Cells are the units of life but they can also be seen as evolutionary units2. Each cell type is characterized by unique genomic information, and changes in the regulatory signature of a given cell type may lead to the evolution of new cell entities. From this perspective, the BCA will be a tremendous resource for comparative studies that aim to elucidate how cell types are related by descent as well as the molecular mechanisms that underlie changes in the gene regulatory networks that determine cell identity. As with many evolutionary questions, understanding the origin of cell types requires comparisons within and across species. For example, on the basis of whole-organism RNA-seq data, Musser et al.3 defined 18 cell types in a freshwater sponge and reconstructed their evolutionary relationships. In a study that shows the importance of comparing scRNA-seq data across the different life stages of a single species, Steger et al.4 identified the developmental origins of neural cells types in a cnidarian (the sister group to bilaterians) and offered insights into the evolutionary origin and diversification of bilaterian neural cell types. Li et al.5 compared brain cell atlases of different castes of a social ant to identify neural mechanisms linked to behavioural specialization. On the basis of whole-organism scRNA-seq data, Sebé-Pedrós et al.6 compared cell type diversity across three early-branching animal lineages (sponges, comb jellies and Placozoa) and showed different architectures of the gene regulatory networks that determine cell type in these animals. In another cross-species study, Shafer et al.7 compared cell atlases of the hypothalamus of zebrafish and Mexican tetra (surface and cave morphs) to determine conservation and diversification of hypothalamic cell types in teleosts, as well as their genetic mechanisms of evolution.

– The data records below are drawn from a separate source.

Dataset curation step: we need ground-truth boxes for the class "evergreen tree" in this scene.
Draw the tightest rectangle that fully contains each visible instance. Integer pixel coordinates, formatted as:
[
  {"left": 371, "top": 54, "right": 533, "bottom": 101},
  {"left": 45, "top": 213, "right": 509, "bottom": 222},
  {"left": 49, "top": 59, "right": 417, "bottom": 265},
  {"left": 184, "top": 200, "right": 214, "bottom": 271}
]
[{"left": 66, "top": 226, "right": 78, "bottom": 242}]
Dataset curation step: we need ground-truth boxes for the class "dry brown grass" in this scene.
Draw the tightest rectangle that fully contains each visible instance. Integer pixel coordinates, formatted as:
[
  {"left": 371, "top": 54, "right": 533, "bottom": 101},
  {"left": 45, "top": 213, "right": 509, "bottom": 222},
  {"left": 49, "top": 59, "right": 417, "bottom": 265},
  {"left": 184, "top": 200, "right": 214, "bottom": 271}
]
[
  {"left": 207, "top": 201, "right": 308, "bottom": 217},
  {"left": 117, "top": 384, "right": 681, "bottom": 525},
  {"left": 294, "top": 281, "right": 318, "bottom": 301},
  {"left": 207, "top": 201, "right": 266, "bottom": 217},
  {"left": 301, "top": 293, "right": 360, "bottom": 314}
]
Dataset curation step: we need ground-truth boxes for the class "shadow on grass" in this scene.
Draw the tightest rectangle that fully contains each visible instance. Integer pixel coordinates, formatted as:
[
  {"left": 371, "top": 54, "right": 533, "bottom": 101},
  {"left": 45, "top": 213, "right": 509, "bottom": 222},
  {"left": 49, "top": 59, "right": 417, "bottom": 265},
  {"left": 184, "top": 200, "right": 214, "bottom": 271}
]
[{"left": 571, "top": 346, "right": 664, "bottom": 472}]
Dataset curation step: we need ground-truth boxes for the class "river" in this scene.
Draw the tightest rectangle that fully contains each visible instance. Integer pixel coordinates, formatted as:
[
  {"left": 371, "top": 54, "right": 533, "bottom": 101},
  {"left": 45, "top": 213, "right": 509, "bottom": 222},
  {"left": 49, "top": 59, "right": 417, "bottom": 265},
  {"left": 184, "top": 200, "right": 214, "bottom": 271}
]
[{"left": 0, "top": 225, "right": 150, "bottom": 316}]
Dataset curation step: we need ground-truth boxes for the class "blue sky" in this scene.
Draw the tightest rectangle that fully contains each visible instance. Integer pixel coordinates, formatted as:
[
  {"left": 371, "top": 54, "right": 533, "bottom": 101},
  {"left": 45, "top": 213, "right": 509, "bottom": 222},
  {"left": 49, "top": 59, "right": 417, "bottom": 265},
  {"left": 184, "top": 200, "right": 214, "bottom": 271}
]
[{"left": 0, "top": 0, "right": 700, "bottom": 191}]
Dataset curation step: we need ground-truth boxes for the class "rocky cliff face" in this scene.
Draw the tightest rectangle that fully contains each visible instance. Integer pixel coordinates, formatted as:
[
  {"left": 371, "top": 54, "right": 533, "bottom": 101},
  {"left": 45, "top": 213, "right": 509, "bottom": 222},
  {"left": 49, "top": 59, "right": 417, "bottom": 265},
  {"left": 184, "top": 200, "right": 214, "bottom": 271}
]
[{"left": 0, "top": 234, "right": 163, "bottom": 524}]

Although some of these studies include cross-species comparison of single-cell datasets, identifying homologous cell types is particularly difficult between distantly related species. It is fair to say that, as more species are added to the BCA, comparing cell atlases across the tree of life will be one of the major challenges for those interested in studying cell type evolution. High-quality genome assemblies and annotations as well as high-quality scRNA-seq data are paramount for informative comparative studies. Different approaches are emerging: for example, SAMap8 identified similar cells types with shared expression programs across distantly related species such as a sponge and zebrafish, and the demonstration that cell transcriptomes have tree structure9 opens up the possibility of phylogenetic comparative approaches to cell biology. A phylogenetic tree of cells is a promising framework to address exciting topics such as the inference of ancestral cell types, reconstruction of the evolutionary history of cell divergence and whether cell types with similar morphology and/or function, in different organisms, represent homology or convergent evolution.

Building whole-organism cell atlases across the tree of life is no small feat but there are similarly ambitious projects, such as the Earth Biogenome Project or the Human Cell Atlas and the Fly Cell Atlas, that can provide information on operational and technical issues. From a technical perspective, the community must agree on standards for sample collection and processing, data generation and analysis, including detailed reporting of metadata that allows for reproduction and interpretation of results. This is particularly important given that the BCA will include non-model organisms collected in the field, which will require development of new protocols for specimen dissociation and RNA preservation.

The launch of the BCA reflects advances in genomics and comparative evo-devo but is also an exciting, ambitious project that opens the prospect of building the cellular tree of life. Beyond that, understanding the mechanisms behind the tremendous cell diversity that we see in nature will inform biomedical research and synthetic biology. As with other biodiversity-related projects, the BCA should consider issues of justice, equity, diversity and inclusion from its inception. This project requires networking between different scientific communities and collection of species across the globe, thus offering opportunities for meaningful collaborations with researchers in the Global South and the involvement of local communities, and continual consideration of how benefits of the outcomes of the research may be equitably shared.